For a typical schema exploration session — listing tables, checking schemas for 4 tables, running profiling queries — the comparison looks like this:
| Approach | Tool Definition Overhead | Per-Operation Cost | Total (4 tables + profiling) |
|---|---|---|---|
| CLI | 0 tokens | ~40-60 tokens/command | ~300-400 tokens |
| MCP | 2,000-5,000 tokens | ~150-250 tokens/tool call | ~3,000-6,500 tokens |
For straightforward schema exploration, CLI wins on token efficiency by an order of magnitude. The gap narrows for complex multi-step workflows where MCP’s structured responses simplify downstream processing, but it never disappears entirely.
Why This Matters
Context Window as Scarce Resource
The context window is the model’s working memory. Everything the model knows about the current conversation, the codebase, the problem, and available tools must fit within this window.
When MCP tool definitions consume 20-40% of available context, the model has proportionally less space for:
- Conversation history. Longer sessions mean earlier messages get dropped sooner. Instructions you gave at the start of the conversation may fall out of context.
- Code context. Less room to hold file contents, which means the model may need to re-read files more often or work with less surrounding code.
- Reasoning. The model’s chain of thought competes for the same token budget. More overhead means less room for complex reasoning about your query or task.
Compound Effect in Long Sessions
Data engineering sessions tend to be long. You might explore a dataset, write a transformation, test it, iterate on the logic, then document the results — all in one conversation.

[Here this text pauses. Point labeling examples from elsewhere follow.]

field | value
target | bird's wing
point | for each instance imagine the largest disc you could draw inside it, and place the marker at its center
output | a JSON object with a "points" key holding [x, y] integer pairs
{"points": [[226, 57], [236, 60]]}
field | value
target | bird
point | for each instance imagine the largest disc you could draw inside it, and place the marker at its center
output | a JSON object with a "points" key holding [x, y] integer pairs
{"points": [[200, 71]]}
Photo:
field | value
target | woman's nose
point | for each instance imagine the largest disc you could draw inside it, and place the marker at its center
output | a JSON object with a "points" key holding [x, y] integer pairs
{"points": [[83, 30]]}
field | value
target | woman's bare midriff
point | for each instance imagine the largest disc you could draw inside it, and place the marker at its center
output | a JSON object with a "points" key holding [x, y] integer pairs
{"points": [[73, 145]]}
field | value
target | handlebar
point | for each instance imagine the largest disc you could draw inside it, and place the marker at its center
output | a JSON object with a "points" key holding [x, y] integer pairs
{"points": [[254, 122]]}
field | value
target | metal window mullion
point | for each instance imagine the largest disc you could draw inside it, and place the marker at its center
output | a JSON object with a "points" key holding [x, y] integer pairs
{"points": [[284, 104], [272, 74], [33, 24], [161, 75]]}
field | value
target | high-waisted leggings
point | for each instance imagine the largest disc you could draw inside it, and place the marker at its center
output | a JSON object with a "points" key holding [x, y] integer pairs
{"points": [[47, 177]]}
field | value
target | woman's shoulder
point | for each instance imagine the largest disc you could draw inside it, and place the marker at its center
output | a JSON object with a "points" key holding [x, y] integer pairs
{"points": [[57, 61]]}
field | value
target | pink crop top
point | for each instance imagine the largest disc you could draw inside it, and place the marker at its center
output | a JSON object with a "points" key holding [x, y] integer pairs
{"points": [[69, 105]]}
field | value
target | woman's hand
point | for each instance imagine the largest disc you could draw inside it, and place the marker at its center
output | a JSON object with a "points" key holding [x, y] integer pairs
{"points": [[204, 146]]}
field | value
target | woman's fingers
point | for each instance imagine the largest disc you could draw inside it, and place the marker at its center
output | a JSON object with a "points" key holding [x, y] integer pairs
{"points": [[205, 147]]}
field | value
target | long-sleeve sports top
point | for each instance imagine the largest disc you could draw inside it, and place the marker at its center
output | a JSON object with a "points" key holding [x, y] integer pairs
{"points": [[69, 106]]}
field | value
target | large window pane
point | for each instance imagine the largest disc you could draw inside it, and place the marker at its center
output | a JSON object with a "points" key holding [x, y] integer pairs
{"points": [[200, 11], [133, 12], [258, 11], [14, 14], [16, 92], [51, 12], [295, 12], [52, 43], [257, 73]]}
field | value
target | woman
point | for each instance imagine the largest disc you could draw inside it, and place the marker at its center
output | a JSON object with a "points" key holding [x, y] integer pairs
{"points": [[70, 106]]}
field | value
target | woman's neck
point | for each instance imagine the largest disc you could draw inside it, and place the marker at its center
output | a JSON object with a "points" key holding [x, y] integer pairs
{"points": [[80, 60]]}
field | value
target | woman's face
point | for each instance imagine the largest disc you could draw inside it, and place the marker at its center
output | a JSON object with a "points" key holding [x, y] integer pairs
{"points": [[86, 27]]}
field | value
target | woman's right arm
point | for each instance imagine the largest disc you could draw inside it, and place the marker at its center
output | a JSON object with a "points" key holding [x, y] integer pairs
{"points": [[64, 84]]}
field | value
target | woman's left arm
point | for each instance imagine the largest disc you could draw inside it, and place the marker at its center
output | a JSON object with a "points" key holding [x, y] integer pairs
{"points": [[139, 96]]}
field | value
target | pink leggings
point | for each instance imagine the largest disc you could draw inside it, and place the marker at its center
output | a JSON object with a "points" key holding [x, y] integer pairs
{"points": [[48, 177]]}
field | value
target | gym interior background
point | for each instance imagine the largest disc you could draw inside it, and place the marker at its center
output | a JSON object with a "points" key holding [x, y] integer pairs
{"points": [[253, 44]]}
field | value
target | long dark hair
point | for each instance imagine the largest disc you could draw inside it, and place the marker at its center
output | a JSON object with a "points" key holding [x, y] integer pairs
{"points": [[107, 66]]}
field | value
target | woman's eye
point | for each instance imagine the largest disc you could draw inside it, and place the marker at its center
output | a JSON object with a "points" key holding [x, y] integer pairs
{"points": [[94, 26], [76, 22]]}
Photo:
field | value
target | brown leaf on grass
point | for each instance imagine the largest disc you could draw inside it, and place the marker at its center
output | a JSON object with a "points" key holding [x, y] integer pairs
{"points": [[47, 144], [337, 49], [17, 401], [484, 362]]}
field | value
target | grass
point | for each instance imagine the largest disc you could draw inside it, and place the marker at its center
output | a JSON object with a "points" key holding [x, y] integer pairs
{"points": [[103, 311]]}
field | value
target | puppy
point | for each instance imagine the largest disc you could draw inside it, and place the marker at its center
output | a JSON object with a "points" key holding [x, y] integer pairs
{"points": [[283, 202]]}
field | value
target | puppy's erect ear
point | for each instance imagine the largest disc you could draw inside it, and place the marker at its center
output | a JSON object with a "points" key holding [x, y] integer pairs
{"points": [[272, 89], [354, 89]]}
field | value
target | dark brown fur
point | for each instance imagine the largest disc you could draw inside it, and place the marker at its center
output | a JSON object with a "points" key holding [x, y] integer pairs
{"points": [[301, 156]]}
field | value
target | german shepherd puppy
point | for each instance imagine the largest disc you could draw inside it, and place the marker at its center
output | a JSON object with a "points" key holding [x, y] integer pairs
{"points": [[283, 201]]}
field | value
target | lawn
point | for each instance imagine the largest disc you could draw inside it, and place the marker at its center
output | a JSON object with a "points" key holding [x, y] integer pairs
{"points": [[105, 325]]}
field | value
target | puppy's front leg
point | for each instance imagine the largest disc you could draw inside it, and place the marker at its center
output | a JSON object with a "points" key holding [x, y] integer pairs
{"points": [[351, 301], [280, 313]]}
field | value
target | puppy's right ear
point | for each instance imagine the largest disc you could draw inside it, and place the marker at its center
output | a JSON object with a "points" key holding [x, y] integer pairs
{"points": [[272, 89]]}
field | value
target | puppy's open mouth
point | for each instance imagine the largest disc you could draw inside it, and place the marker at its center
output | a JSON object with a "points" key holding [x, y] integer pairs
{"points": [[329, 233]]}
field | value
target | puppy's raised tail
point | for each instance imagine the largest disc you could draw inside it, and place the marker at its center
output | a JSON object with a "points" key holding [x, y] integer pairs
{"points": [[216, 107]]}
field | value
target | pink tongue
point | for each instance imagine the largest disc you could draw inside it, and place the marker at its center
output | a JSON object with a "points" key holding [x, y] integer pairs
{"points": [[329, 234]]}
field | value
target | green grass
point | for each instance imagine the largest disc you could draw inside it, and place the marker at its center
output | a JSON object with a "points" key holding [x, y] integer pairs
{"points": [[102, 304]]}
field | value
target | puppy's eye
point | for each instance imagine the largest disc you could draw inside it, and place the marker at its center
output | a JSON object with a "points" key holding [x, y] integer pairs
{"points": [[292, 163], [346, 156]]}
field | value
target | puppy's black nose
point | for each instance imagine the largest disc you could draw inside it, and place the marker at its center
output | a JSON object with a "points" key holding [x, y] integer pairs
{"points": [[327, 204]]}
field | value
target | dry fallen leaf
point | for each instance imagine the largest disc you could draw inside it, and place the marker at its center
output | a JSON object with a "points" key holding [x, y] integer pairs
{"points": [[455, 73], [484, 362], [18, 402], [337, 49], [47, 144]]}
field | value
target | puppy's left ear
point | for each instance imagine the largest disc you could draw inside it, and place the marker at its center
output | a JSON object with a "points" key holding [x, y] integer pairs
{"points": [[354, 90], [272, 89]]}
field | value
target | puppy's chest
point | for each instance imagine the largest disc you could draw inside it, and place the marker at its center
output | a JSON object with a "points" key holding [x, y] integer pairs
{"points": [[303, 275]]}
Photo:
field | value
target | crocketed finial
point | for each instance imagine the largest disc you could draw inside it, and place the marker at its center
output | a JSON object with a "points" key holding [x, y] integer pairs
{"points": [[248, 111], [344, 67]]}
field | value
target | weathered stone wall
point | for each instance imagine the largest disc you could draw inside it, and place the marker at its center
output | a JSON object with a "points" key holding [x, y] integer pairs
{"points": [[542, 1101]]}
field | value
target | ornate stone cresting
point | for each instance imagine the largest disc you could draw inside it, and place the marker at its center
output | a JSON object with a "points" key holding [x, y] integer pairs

Over a 30-minute session with dozens of operations, the per-operation overhead accumulates:
- 20 CLI operations: ~800-1,200 total tokens
- 20 MCP operations: ~3,000-5,000 total tokens (plus 2,000-5,000 upfront)
The 5x-10x difference means the MCP approach consumes a meaningful portion of the context window on tool interactions alone. In practice, this manifests as the model “forgetting” earlier parts of the conversation sooner, or needing to be reminded of decisions already made.
Cost Implications
For Claude Code on usage-based pricing, tokens consumed by MCP tool definitions and tool interactions are billed the same as any other input tokens. The overhead isn’t free in dollar terms either. This compounds with the BigQuery cost of the queries themselves — MCP doesn’t just cost more tokens, it can also trigger more queries if the model needs additional context that fell out of the window.
Mitigation Strategies
Minimize connected servers. Only connect MCP servers you’ll actively use in the current session. Each server’s tool definitions are loaded regardless of whether you use them. Three servers with 5 tools each is 15 tool definitions competing for context; if you only need one server, disconnect the others.
Prefer CLI for simple operations. Use CLI for quick exploration (listing tables, checking schemas, running ad-hoc queries) and reserve MCP for operations that genuinely benefit from structured responses or security controls.
Use hybrid configurations. Claude Code supports both MCP and CLI access simultaneously. Configure MCP for tools where structured responses or audit trails matter, and allow CLI commands for everything else:
{ "mcpServers": { "bigquery": { "command": "npx", "args": ["-y", "@toolbox-sdk/server", "--prebuilt", "bigquery", "--stdio"] } }, "permissions": { "allow": [ "Bash(bq *)", "Bash(gcloud *)" ] }}Start new conversations for new tasks. Rather than running one long session that accumulates MCP overhead, start fresh conversations for distinct tasks. Each new conversation resets the context window (though you pay the upfront tool definition cost again).
Watch for context exhaustion symptoms. If the model starts forgetting earlier instructions, repeating questions it already asked, or losing track of the conversation’s goals, context window pressure from MCP overhead may be a contributing factor. Reducing connected servers or switching to CLI for the remainder of the session can help.